The News of the World printed new allegations that the former leader of the Scottish Socialist Party had lied in court and committed perjury to win £200,000 damages.
It claimed to have obtained a secretly taped video that showed Mr Sheridan "confessing" to a friend the original allegations made by the newspaper.
Mr Sheridan lost no time in branding the story "a pack of lies", dismissing the tape as "fictitious".
"Yet again the News of the World has printed lies and smears against me," he said in a statement yesterday.
The newspaper said the recording had been made by George McNeilage, who was Mr Sheridan's best man at his wedding, and that it had been captured on a hidden camcorder during a visit by the MSP to his friend's Glasgow home.
Mr McNeilage was quoted by the paper explaining that he had not released the video before because he was certain his old friend would lose the court case and it would not be needed.
However, during the five-week trial at the Court of Session in Edinburgh Sheridan secured an unexpected victory. Using his oratory skills and drawing on the emotional strain that the case was having on his family, and especially his relationship with his young child, Mr Sheridan hit back at the newspaper. His 42-year-old wife, Gail, stood by him and even proclaimed that if she thought he was guilty he "would be in the Clyde" and she would be standing trial for his murder. It took the jury of six men and five women just 150 minutes to reach their verdict and find in his favour.
Almost immediately the News of the World said it would appeal against the decision and yesterday reinforced that with the announcement that it would be making the new tape and its experts' opinions on it available to the police.
The newspaper said the videotape had been analysed by four leading authorities on voice analysis, including Tom Owen, who has worked on the verification of Osama bin Laden tapes for the CIA, and that they were satisfied it was genuine.
Mr Sheridan, who last month cut his ties with the Scottish Socialists and formed his own new party, denied the new allegations.
"They have a former friend whom I haven't spoken to for two years tell lies about me," he said.
"Mr McNeilage must be seriously hard up to lower himself to the gutter and cooperate against a former friend.
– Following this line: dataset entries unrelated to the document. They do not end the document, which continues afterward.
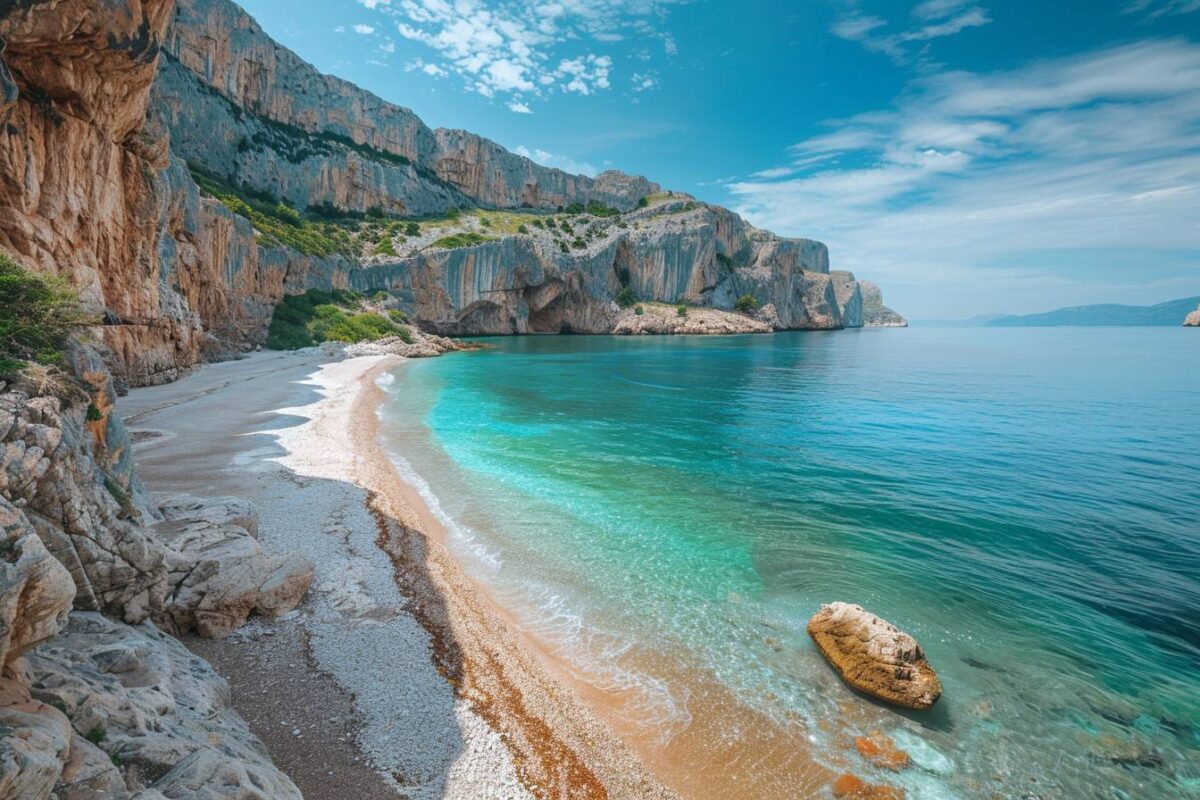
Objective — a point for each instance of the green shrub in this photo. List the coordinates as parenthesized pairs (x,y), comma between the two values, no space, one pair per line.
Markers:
(37,313)
(467,239)
(747,304)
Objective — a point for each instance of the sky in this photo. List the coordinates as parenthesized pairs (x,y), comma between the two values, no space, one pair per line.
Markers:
(969,156)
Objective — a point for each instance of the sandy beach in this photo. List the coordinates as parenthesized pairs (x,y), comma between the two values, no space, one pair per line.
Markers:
(395,677)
A fictitious tape has been invented, concocted, and unleashed on a Scottish public sick to the back teeth of the News of the World's constant lies.
"They [the News of the World] will not forgive me for humiliating them. Their vendetta against me, my family and my political beliefs continues. They are trying to break me politically and personally. They will fail on both counts."
Former colleagues within the SSP yesterday called on Mr Sheridan to resign his parliamentary seat.